“我呸!若不是你,我今夜已經離了這個林子,明早就到了下一個城鎮,至於這大半夜的在這裏喂蟲子?”擠兌慕容清,陸涵汐是不會客氣的,啐了他一口,陸涵汐有些鬱悶的撥拉著鼎裏的食物。
這還隻是開始,現在慕容清腳受傷了,日夜兼程自然是不可能,一路走走停停,何時才能到了邊關。
想起這個,陸涵汐自然是更加鬱悶,然後在考慮把慕容清丟下自己趕路可不可行。
畢竟自己並不是特別缺銀兩……
世人隻知秦王殿下是個戰神,卻不知道,秦王殿下還是個醋簍子……
“涵汐是在想如何把我拋下麼?”慕容清撈起鼎中的醃肉嚐了嚐,似乎非常滿意那個味道,細長的狐狸眼得意的眯了起來。

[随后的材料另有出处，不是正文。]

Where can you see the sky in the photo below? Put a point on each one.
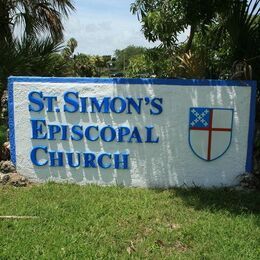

陸涵汐並沒有隱藏自己的內心,敲了敲下巴,毫不客氣的問他:“總得給我個理由讓你留下吧。”
她這個人,一向是非分明,慕容清這種敵友不分的,她還是少沾染比較好。
知道自己要被拋棄,慕容清也不惱,變戲法似的又變出兩個琉璃盞,盛了些肉遞給了陸涵汐。
“留還是不留,且看今晚如何?”
先前的事,慕容清並不解釋,也不打算解釋,隻說明天再說。
不過是一夜,陸涵汐覺得現在就走也委實不太方便,所以點了點頭,接過他遞過來的琉璃盞吃了起來。
吃飽喝足,困意席卷而來,陸涵汐將火堆移到不遠處,然後把毛氈鋪在剛剛被火堆烤過的幹燥的地麵上和衣躺了下來。
似睡非睡間,似乎有蟲鳴嗡嗡,陸涵汐側耳聽了一會兒,立刻警覺了起來。若是蟲鳴,自然是時斷時續,絕不可能響了這麼久。
她欲翻身坐起來,卻被一雙手按住了肩膀。慕容清就睡在她的身邊,覺察她有起身之意,悄悄的按住她,讓她不要輕舉妄動。
待蟲鳴聲散去,慕容清率先起身,一瘸一拐的往樹林深處走去,陸涵汐也連忙起身,警惕的看著周圍,四周樹葉沙沙,再也沒有別的聲音。
等到慕容清回來,手裏似乎拎了什麼東西,陸涵汐仔細分辨,發現竟是兩顆腦袋。
“現在,你可有讓我留下的理由了?”
月光皎皎,慕容清的長衫下擺處幾片血汙分外醒目,陸涵汐看了一眼那兩個首級,想了想,點了點頭。
方一出城就有人刺殺她,想必下定了決心要她的腦袋,一次不成,定然還有第二次,第二次不成,自然還有第三次。
寒蒔雖說教了她防身之術,可那並非萬全之策,隻能攻其不備,用的次數多了,也就沒了功效。
可是,慕容清竟然不動一個手指就把人傷於無形,眼下來看,不管他是敵是友,至少現在是可以合作的。
“既然如此,那小生就不客氣了。”見她點頭,慕容清喜笑顏開,笑眯眯的湊過來躺下睡覺。
一覺醒來,還是周圍的林子,陸涵汐鬆了口氣,默默的收拾了東西準備上路。